A Closer Inspection of Micro-Units
In many countries there are not enough living units to accommodate the rising population, inspiring the concept of the micro-unit, the “Swiss army knives” of housing. Cities throughout the United States are seeing an increase in illegal housing units to compensate for the lack of available housing, which attests to the growing problem of insufficient housing.
A micro-unit must be intricately designed so that every space is utilized to its fullest potential; there isn’t space for extraneous possessions or social gatherings, only the necessities. Developers have many details to work out through the designing phases. Light, cool colors create the illusion of a larger space and maintain a positive, calming atmosphere. Larger windows allow natural light to flood the interiors, which also contributes to increased mental performance and a positive mood, especially if the views include nature or fountains. The ideal micro-condo size is between 275 and 300 square feet, being the optimum size for a “one person plus dog” household, a.k.a. the optimum size for the single, young professionals.
This is an ever growing demographic, since people are “staying single longer and having children later.” According to a study, these individuals “often are very socially active, spending considerable time in public spaces in their local community.” They will trade personal living space for being in proximity to urban life.

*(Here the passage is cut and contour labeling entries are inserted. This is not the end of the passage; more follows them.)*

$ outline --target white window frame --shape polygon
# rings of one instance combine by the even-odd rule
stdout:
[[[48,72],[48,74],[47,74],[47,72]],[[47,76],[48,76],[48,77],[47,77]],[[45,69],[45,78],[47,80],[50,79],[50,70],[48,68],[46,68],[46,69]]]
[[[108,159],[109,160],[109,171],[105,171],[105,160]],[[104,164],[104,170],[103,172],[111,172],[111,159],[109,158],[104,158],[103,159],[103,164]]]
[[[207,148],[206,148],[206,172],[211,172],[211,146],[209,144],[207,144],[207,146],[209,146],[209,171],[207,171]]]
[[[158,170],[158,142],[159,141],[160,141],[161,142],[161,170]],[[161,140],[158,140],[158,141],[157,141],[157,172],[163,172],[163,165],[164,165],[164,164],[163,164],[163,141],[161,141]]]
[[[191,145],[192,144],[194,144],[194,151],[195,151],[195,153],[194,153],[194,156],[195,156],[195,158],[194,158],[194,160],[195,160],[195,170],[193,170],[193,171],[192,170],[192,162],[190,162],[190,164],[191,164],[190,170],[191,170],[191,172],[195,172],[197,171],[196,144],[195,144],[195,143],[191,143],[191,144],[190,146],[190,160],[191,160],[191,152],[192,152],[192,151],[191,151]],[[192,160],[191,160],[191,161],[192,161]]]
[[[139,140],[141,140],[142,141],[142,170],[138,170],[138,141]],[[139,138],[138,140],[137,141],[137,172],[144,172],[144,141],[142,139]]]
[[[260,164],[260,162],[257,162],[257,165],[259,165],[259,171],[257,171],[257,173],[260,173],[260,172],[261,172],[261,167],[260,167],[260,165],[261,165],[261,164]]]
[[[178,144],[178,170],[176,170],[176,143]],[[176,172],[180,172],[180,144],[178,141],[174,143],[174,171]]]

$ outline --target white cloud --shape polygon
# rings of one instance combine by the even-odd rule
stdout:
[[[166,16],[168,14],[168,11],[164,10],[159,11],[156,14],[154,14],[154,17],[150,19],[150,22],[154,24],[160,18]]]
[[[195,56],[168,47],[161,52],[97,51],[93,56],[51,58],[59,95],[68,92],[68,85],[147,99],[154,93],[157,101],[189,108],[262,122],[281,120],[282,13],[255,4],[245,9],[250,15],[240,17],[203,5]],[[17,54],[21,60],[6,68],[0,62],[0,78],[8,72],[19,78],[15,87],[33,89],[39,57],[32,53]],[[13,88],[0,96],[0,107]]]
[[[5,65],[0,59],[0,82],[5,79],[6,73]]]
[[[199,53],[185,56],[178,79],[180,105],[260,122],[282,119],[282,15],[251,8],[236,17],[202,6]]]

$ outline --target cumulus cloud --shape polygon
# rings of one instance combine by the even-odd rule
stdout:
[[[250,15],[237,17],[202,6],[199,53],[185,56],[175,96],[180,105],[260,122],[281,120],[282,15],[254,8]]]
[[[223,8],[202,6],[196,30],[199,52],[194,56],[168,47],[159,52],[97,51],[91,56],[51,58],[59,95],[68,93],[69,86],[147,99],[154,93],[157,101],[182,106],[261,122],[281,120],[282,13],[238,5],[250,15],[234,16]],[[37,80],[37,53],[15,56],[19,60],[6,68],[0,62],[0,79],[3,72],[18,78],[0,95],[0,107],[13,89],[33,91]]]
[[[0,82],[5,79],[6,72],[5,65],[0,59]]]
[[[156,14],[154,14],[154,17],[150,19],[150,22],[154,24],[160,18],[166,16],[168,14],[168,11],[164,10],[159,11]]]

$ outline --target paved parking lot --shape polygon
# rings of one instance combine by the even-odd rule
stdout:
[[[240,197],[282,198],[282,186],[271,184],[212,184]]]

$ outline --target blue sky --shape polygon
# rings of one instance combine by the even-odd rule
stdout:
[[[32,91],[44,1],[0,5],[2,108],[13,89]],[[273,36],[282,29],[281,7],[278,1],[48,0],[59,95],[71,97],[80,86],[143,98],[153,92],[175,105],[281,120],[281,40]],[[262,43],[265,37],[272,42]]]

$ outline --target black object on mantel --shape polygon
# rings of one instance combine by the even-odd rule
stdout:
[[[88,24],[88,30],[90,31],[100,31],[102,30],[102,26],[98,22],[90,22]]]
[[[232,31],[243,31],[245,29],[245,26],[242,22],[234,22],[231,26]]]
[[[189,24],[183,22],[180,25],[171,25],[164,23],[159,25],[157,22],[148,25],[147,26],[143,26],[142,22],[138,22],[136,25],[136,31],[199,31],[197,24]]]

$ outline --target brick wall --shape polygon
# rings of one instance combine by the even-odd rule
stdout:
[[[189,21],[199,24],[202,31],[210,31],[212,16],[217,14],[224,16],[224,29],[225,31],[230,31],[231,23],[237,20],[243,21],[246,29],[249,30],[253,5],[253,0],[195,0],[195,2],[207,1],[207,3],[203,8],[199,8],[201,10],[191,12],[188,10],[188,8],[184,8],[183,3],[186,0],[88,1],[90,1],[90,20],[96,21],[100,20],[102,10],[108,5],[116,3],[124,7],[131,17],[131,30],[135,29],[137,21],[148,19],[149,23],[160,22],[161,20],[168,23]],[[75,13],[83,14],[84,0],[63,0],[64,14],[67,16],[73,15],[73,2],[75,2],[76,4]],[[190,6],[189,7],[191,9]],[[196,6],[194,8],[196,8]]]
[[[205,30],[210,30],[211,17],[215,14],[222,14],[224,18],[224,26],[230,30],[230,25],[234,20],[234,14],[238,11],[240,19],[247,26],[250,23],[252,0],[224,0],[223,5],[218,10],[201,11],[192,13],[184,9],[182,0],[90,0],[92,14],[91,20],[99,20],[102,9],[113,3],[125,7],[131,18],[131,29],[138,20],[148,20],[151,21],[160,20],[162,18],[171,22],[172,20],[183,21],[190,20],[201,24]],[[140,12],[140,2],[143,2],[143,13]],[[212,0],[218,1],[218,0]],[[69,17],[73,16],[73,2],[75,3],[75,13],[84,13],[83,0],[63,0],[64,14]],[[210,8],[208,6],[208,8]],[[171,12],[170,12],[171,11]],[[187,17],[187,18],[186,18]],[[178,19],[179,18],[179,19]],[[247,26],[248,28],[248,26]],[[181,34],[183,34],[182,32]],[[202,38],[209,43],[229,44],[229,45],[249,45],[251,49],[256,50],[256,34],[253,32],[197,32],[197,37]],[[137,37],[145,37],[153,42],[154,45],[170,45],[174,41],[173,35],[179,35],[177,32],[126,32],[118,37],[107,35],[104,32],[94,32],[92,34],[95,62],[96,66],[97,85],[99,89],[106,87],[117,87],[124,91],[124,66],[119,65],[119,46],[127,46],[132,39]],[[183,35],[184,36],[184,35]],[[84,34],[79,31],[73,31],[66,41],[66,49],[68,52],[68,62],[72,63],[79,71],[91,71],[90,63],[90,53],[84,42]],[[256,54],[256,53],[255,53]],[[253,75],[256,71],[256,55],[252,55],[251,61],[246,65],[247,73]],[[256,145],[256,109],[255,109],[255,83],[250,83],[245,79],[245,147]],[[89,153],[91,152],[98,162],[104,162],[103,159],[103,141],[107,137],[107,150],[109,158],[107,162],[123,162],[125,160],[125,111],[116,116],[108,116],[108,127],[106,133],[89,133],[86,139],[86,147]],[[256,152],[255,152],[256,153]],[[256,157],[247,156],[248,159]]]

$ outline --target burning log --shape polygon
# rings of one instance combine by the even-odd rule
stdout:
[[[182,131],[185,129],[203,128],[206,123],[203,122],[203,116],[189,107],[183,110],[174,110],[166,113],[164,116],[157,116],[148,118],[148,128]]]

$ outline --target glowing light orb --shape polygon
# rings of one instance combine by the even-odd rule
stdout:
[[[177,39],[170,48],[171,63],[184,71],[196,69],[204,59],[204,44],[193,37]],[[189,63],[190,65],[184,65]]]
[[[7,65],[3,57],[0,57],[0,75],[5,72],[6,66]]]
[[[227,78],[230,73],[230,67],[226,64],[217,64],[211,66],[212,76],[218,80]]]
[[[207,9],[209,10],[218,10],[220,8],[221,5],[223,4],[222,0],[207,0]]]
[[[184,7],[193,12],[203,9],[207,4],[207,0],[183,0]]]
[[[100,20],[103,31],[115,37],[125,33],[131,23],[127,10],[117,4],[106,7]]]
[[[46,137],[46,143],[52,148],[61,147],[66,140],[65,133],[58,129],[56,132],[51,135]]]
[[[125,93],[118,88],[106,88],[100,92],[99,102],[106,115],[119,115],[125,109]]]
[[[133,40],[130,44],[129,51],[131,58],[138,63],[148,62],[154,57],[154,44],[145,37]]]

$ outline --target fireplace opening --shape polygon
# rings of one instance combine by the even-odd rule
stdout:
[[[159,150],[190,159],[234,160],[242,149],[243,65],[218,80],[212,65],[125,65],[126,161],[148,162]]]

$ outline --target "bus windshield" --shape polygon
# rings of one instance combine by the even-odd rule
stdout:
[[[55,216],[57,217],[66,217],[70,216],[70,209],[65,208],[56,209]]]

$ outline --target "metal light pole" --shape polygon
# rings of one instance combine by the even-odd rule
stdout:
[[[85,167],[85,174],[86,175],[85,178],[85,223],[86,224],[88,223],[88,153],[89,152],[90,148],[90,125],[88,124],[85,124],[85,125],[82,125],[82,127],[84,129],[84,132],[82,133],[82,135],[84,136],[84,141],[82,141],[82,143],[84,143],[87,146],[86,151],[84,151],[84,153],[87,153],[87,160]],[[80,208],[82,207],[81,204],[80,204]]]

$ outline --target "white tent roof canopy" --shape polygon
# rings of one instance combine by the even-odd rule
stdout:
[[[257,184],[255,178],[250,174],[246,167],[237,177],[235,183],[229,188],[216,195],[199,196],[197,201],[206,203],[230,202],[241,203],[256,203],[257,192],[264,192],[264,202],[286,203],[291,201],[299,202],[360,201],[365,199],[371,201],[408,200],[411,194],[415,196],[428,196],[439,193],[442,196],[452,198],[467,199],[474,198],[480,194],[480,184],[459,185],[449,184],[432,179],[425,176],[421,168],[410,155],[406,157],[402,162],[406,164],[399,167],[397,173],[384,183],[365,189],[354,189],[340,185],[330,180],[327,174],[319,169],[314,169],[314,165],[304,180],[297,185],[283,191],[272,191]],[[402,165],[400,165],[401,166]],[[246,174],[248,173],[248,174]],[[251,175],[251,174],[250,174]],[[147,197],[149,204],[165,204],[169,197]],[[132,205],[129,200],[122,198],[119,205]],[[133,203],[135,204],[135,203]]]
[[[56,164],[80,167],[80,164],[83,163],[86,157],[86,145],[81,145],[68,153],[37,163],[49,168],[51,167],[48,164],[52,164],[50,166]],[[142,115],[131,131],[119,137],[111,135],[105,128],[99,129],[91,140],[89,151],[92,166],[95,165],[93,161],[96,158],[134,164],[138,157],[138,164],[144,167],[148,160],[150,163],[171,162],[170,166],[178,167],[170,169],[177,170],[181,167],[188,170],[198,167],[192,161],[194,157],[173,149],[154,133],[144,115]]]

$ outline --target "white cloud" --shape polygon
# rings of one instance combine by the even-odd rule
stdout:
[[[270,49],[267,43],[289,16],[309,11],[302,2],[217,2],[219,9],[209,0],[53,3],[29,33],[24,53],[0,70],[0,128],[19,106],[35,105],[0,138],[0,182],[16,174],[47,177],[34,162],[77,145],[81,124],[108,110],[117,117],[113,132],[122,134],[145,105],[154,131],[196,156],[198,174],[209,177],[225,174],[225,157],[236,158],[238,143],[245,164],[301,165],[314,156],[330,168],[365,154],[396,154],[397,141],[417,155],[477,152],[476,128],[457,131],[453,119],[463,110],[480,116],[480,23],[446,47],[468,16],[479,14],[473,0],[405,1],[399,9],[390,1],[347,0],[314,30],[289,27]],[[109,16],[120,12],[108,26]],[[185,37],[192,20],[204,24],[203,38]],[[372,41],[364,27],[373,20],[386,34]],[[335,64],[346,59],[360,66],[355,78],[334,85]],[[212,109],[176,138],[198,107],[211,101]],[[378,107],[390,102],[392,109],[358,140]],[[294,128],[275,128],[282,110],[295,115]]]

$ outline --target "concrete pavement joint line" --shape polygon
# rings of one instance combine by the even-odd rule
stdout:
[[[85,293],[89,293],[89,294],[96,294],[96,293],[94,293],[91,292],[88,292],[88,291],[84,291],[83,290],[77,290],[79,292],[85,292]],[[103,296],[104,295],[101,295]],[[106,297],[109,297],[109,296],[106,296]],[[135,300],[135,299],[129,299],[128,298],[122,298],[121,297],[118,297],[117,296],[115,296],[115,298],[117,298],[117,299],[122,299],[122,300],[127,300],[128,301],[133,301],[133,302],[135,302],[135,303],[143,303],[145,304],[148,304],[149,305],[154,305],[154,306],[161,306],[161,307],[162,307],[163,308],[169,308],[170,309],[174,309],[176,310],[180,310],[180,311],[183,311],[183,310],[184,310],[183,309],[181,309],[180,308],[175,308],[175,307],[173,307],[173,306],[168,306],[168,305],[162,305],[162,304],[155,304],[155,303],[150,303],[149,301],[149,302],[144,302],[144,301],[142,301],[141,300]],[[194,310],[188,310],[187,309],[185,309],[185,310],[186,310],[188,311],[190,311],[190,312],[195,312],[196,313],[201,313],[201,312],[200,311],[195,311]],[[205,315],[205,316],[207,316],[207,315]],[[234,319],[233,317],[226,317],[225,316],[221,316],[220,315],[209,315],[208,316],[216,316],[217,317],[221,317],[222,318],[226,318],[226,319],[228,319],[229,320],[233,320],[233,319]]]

The study focused on several cities, including New York, Boston, San Francisco, Chicago and Miami, and found that the locations of micro-developments in those cities reflect a desire to have access to high-amenity neighborhoods. Young professionals want to spend most of their time socializing at local bars, going to the gym, walking through the parks, and so on, spending a minimal amount of time in their apartments.
Micro-units have been getting a pretty bad rap, though there is almost no research on the long-term effects of living in these compact spaces. According to Tsur Somerville, associate professor with the University of British Columbia’s Centre for Urban Economics and Real Estate, the success of micro-units “is assuming a sort of stress-free, constantly healthy young person. Someone who loses their job or is ill, or breaks up with their girlfriend, or whatever, might find this situation confining and depressing.” Dak Kopec, director of design of human health at Boston Architectural College explains that crowd-related stress, which may be caused by compact living situations, can increase rates of domestic violence and substance abuse. He points out that to maintain these micro-units, residents must rearrange furniture constantly. If they stopped, the units would feel even more crowded. Susan Saegert, a CUNY professor of environmental psychology, says, “I’ve studied children in crowded apartments and low-income housing a lot. They can end up being withdrawn and have trouble studying and concentrating.”
The big question seems to be: will such a small space have long-term, negative effects on a residents’ psychological well being? According to Psychology Today, “tiny can be terrific.” An important factor to psychological well being is choice and control; people must be making a voluntary choice to live in these micro-units. “Having control is important to people, in part, because it means they have the ability to be alone when they want to be alone...when we’re alone, we can sort through the recent events in our lives and integrate them into our concepts of the world,” Sally Augustin of Psychology Today writes. So far, several jurisdictions have revised their regulations to allow the development of micro-units, though they are limiting the number of micro-units that can be constructed for now.
However, there are still concerns regarding economic repercussions. Micro-units in many cities rent at higher rates per square foot, but at a lower total monthly rent. If the higher rates per foot of micro-units set a new standard, they could influence larger apartments to have increased rent. They could also shift construction too prominently towards single person households, neglecting affordable housing solutions for larger households. If these concerns are valid, micro-units may be utilized by a different demographic than intended, which would render the health concerns much more problematic. Adding density to housing also puts more strain on street parking capacity, though other options such as public transportation or car sharing may become more viable. In Vancouver, a building with 30 micro-units, renting for $850 a month, was leased out immediately after completion, which can at least attest to the demand for more diverse housing options.